Naquela época, 4.360 foram disparados em 15 dias contra Israel, enquanto agora, em apenas dois dias, cerca de 3.000 foram disparados, explica Elliot Chapman, especialista em Oriente Médio da empresa de Inteligência britânica Janes.
Se o Hamas mantiver este ritmo, "seria o maior ataque com foguetes contra Israel até agora", disse ele à AFP.
"O Hamas ainda deve ter um significativo arsenal de foguetes de reserva e parece provável que possa manter o fogo durante muito tempo", alertou Fabian Hinz, do Instituto Internacional de Estudos Estratégicos (IISS, na sigla em inglês).
- Arsenal variado -
Este grupo islâmico palestino possui um arsenal difícil de decifrar, porém, muito variado.

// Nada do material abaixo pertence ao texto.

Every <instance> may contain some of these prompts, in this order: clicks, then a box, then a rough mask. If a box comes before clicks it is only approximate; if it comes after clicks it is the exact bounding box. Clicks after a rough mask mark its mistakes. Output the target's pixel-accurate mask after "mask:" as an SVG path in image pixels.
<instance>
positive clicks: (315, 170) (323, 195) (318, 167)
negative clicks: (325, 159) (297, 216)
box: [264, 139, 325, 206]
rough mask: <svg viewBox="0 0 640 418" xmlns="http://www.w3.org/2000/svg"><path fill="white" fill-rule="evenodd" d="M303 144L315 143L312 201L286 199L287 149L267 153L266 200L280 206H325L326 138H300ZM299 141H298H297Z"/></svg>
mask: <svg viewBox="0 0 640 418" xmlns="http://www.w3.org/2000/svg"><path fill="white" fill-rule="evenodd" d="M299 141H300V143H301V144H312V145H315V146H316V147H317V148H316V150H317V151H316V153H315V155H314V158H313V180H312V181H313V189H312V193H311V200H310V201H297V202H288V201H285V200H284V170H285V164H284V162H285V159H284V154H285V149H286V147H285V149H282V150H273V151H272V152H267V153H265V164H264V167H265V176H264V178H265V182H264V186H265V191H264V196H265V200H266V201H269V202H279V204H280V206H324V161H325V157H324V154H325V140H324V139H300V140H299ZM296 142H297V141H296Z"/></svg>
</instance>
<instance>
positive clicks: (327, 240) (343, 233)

O armamento provém do Irã, da Síria, da Líbia e de outros países do Oriente Médio, afirma um especialista em armas, que pede anonimato e mantém uma conta na rede social X (antigo Twitter) sob o pseudônimo Calibre Obscura.
Já suas armas rápidas têm como origem a China e a antiga União Soviética, com "quantidades importantes roubadas ou apreendidas durante os combates com o Exército israelense", afirma o especialista, evocando também drones e lançadores de granadas.
A maior parte dos foguetes do Hamas são fabricados localmente: "sistemas de mísseis não guiados", que "não requerem tecnologia avançada" e são pouco precisos, explica Elliot Chapman.
Mas segundo Fabian Hinz, o Hamas poderia se inspirar no Hezbollah, organização paramilitar do Líbano, que esconde suas capacidades militares.
"Poderíamos ver o surgimento de capacidades inteiramente novas no caso de uma invasão terrestre da Faixa de Gaza" por Israel, acrescenta.
- À sombra do Irã -
"É muito cedo para dizer" se o Irã está "diretamente envolvido" na ofensiva lançada pelo Hamas contra Israel, e os Estados Unidos "não têm nenhuma indicação" que aponte para esta direção até o momento, disse a Casa Branca.
A Presidência americana reforçou, entretanto, que não existe dúvida de que o Hamas tem sido "financiado, equipado e armado" pela República Islâmica.
Teerã declarou, por sua vez, que apoia a "legítima defesa da nação palestina" e rejeitou as acusações de um eventual papel na operação, alegando que esta havia sido motivada por razões "políticas", e reforçando que não intervém "na tomada de decisões de outras nações, incluindo a Palestina".
"Houve transferências de armas, de conhecimentos. Está claro que existe um toque iraniano que permite que os mísseis sejam fabricados localmente", sobretudo no Oriente Médio, disse à France Info no sábado David Rigoulet-Roze, do Instituto de Relações Internacionais e Estratégicas (IRIS) de Paris.
Para Kobi Michael, "o Hamas não teria ousado lançar tal operação sem ter garantias de segurança sérias, e eles as obtêm do Hezbollah e do Irã", analisa.
- Outras frentes? -
Israel diz que há meses teme um ataque em várias frentes, medo que foi reforçado quando o Hezbollah anunciou o lançamento de "obuses e mísseis guiados" na fronteira entre o Líbano e Israel.
"Há boas razões para pensar que os israelenses têm tentado evitá-lo há anos" diz Fabian Hinz. O Hamas, por sua vez, "teve tempo para se preparar para este tipo de cenário", acrescentou o especialista.
Outros grupos poderiam ser tentados a intervir contra Israel, entre outros o Hezbollah, que "declarou que trabalha em coordenação total com os combatentes palestinos", observa Chapman. Segundo ele, o grupo afirmou que iria intervir "se Israel lançasse um ataque à Faixa de Gaza, o que parece provável neste momento".